「北のアルプ美術館」
世古佳彦
山に関係する雑誌で「アルプ」というのがあったのを、大宮労山の今のメンバーで何人が知っているだろうか。「岳人」や「山と渓谷」のような山の総合雑誌ではなく、山の文芸誌と言った方がよいかもしれない。1958年に創刊された。そのとき職場の山の先輩から「世古君、今度こういう雑誌が出たのを知っているかい」と現物を見せてくれた。それはまったく斬新な編集であった。しかし登っている山のレベルも、文章のレベルも私には手の及ばない感じがしてとうとう一号も購入することがなかった。その後、仕事が忙しくなり、特に労働組合への分裂攻撃以後、山登りどころではなかった。
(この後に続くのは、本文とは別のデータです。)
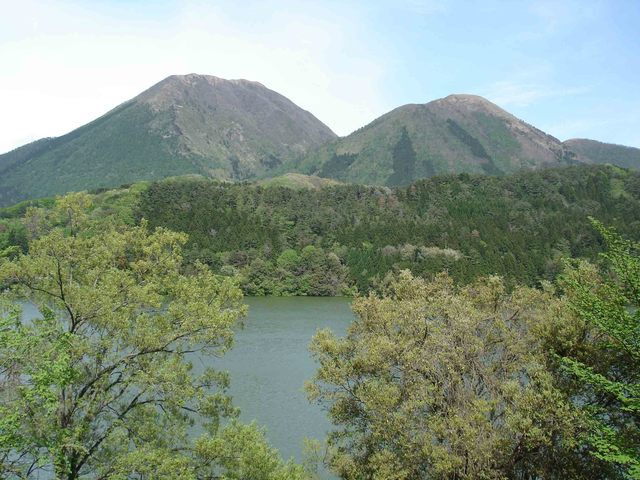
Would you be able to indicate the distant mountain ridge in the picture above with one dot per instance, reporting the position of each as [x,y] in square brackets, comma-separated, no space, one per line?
[592,151]
[225,129]
[459,133]
[236,130]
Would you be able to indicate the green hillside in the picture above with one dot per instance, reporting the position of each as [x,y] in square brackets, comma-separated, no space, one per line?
[333,239]
[460,133]
[591,151]
[226,129]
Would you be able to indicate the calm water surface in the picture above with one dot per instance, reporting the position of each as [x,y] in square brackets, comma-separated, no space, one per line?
[270,362]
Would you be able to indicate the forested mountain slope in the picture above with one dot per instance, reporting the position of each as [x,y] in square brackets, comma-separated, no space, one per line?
[591,151]
[328,240]
[225,129]
[459,133]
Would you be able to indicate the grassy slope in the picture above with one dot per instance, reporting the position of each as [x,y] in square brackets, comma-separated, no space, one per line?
[592,151]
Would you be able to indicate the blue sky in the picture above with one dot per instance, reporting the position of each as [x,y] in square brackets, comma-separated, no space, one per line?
[571,68]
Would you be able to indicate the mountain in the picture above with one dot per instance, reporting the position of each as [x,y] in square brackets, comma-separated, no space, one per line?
[224,129]
[591,151]
[459,133]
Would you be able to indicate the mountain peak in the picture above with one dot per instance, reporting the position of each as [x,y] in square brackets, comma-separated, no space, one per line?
[192,78]
[184,124]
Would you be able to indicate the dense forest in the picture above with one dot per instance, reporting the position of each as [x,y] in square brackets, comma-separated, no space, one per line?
[339,239]
[342,238]
[447,371]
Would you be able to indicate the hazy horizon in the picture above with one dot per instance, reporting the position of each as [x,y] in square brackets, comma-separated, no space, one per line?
[569,68]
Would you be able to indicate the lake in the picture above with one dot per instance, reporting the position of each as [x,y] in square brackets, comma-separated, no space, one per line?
[270,362]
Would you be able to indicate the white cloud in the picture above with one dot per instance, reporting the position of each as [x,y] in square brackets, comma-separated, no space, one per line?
[64,63]
[511,93]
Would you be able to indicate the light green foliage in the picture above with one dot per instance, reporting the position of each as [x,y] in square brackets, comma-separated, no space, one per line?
[438,381]
[101,386]
[608,300]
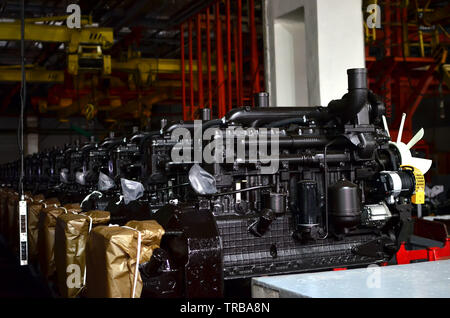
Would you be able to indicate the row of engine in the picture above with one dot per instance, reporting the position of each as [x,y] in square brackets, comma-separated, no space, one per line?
[262,191]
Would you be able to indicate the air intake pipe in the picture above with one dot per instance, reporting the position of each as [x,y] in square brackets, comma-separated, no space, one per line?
[353,102]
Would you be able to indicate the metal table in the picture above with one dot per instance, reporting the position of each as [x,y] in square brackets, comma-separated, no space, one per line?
[419,280]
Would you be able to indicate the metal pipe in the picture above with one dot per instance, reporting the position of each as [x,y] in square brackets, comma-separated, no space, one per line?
[236,64]
[191,73]
[240,54]
[229,78]
[183,75]
[254,50]
[208,55]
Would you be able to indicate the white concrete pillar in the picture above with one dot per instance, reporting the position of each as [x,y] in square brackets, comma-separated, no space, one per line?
[309,45]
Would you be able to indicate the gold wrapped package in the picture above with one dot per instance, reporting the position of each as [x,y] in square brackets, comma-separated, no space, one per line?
[71,234]
[33,219]
[112,258]
[46,237]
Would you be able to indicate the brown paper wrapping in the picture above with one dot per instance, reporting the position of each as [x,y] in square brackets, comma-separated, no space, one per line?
[111,255]
[33,220]
[46,238]
[71,234]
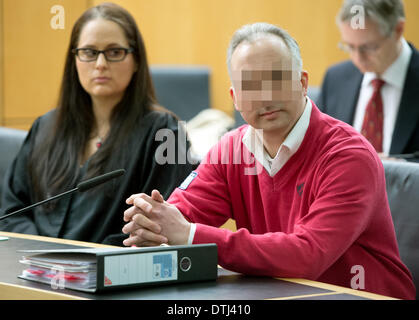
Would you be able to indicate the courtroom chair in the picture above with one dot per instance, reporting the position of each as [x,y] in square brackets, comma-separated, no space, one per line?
[402,184]
[183,90]
[10,143]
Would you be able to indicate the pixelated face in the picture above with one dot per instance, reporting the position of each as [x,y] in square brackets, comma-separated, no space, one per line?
[368,48]
[267,91]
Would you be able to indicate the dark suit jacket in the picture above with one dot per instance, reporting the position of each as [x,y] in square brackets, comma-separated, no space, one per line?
[340,92]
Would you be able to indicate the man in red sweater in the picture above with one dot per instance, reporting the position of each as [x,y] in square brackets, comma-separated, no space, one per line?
[307,191]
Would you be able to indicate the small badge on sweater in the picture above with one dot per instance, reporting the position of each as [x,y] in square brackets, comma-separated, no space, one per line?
[185,184]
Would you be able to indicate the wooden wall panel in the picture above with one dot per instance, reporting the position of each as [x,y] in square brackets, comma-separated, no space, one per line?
[34,57]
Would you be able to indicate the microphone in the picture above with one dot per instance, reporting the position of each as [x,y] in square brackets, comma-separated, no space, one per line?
[406,155]
[81,187]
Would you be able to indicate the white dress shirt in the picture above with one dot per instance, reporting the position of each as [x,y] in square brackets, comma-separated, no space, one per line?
[391,93]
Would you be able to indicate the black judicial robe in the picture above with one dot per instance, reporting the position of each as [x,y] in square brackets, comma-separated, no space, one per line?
[97,215]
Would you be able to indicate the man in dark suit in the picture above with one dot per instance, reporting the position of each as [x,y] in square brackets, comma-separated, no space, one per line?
[382,75]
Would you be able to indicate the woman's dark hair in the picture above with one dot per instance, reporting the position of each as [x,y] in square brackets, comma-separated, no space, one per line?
[55,161]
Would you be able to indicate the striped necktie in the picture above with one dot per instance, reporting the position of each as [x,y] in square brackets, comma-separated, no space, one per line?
[372,127]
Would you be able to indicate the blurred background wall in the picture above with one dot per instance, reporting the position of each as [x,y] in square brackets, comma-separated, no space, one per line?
[176,32]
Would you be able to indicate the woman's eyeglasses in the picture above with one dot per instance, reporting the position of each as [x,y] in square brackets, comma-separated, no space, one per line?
[111,54]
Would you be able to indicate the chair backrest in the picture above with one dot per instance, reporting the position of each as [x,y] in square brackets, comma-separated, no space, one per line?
[402,184]
[10,142]
[182,89]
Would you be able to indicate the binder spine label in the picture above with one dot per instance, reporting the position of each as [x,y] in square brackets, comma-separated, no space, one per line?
[140,268]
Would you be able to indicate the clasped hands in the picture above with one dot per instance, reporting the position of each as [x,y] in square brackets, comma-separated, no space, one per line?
[151,221]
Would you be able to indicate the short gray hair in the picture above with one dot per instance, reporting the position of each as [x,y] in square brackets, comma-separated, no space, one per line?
[252,32]
[386,13]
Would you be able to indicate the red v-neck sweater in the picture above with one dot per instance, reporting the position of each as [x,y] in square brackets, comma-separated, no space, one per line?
[324,214]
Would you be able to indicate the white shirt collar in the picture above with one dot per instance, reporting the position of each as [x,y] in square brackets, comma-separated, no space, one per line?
[253,140]
[395,75]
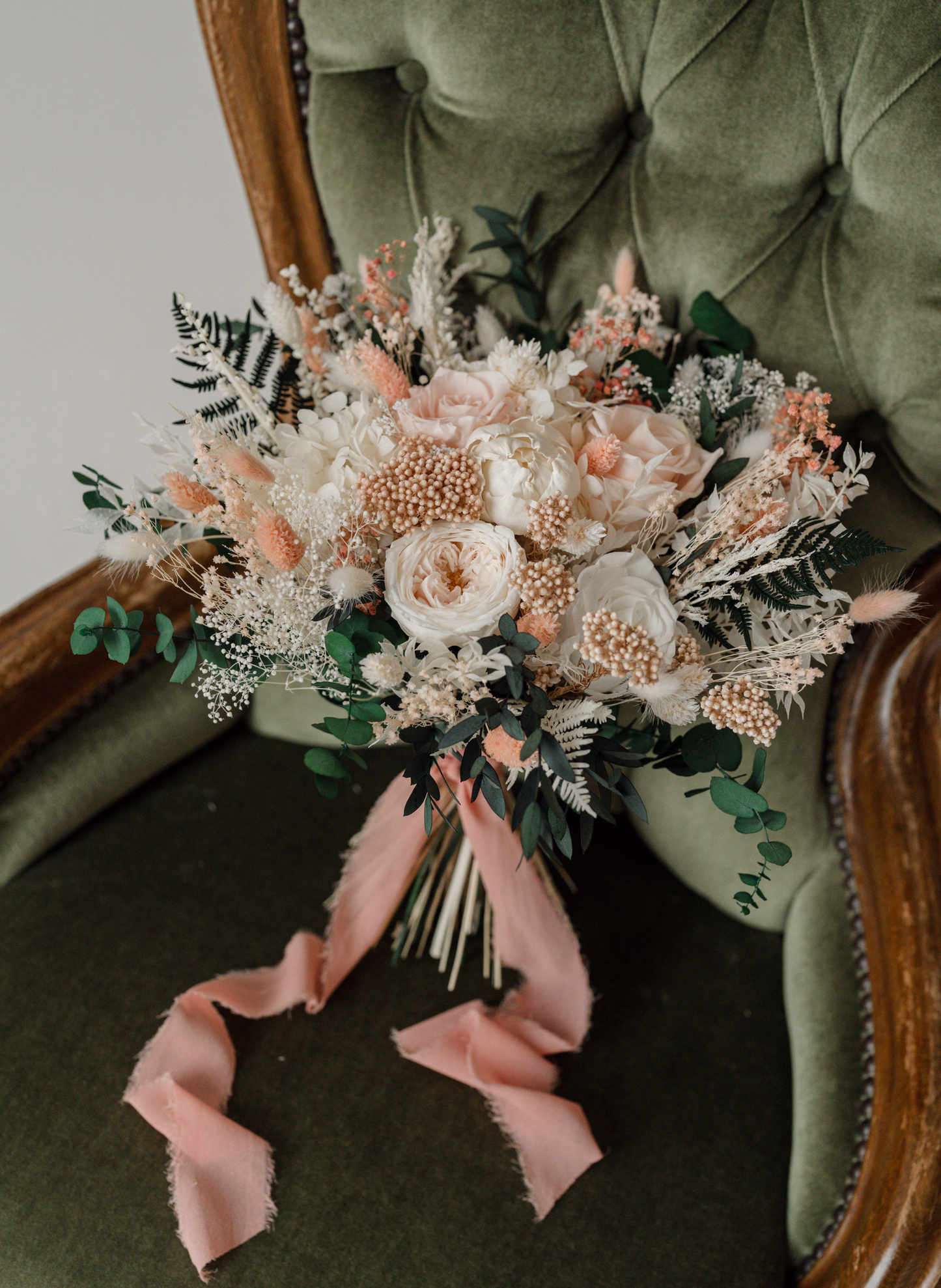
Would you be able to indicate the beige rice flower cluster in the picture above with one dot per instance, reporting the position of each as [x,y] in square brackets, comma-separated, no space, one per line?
[549,521]
[545,585]
[619,648]
[742,706]
[686,651]
[424,482]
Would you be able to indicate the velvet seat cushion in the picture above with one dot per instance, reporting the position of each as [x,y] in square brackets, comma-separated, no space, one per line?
[386,1172]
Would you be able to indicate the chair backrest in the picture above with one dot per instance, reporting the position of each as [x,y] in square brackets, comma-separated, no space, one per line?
[804,258]
[761,151]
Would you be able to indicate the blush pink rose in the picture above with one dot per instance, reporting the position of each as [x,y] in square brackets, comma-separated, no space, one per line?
[453,404]
[618,486]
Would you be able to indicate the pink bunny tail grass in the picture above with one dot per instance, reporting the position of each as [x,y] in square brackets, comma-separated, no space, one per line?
[623,272]
[541,626]
[246,467]
[603,454]
[384,372]
[278,542]
[884,606]
[187,494]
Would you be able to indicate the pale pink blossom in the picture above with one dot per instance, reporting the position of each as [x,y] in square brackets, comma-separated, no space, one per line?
[453,404]
[656,454]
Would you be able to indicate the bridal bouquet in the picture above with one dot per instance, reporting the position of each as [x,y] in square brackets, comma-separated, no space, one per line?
[542,561]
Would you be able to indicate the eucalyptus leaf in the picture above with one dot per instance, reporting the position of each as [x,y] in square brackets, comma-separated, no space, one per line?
[186,665]
[731,798]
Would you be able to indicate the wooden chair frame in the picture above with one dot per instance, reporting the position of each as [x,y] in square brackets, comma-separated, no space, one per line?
[885,761]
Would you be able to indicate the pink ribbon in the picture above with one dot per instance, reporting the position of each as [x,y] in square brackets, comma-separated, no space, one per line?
[221,1173]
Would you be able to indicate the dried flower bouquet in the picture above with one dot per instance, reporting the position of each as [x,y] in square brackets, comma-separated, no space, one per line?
[542,561]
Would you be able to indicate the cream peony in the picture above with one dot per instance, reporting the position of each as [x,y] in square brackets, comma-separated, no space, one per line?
[332,451]
[453,404]
[657,454]
[628,585]
[451,581]
[522,463]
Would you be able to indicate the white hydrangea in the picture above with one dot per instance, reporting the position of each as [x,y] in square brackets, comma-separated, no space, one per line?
[332,451]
50歳を過ぎて登山を再開してからは山に関わる書籍はずいぶん読んだ。その中には「アルプ」に掲載されたものも少なからずあった。それによって「アルプ」という雑誌がすごくレベルが高かったことを知った。でもそのときには「アルプ」はすでに終刊にされてしまっていた。25年間に300号を発刊してそれを区切りに1983年に意識的に終刊にしたのだ。
編集委員には串田孫一(登山家、哲学者、東京外国語大教授)、尾崎喜八(登山家、詩人)、山口耀久(登山家)、三宅修(山岳写真家)、畦地梅太郎(版画家)、大谷一良(版画家)など錚々たるメンバーであった。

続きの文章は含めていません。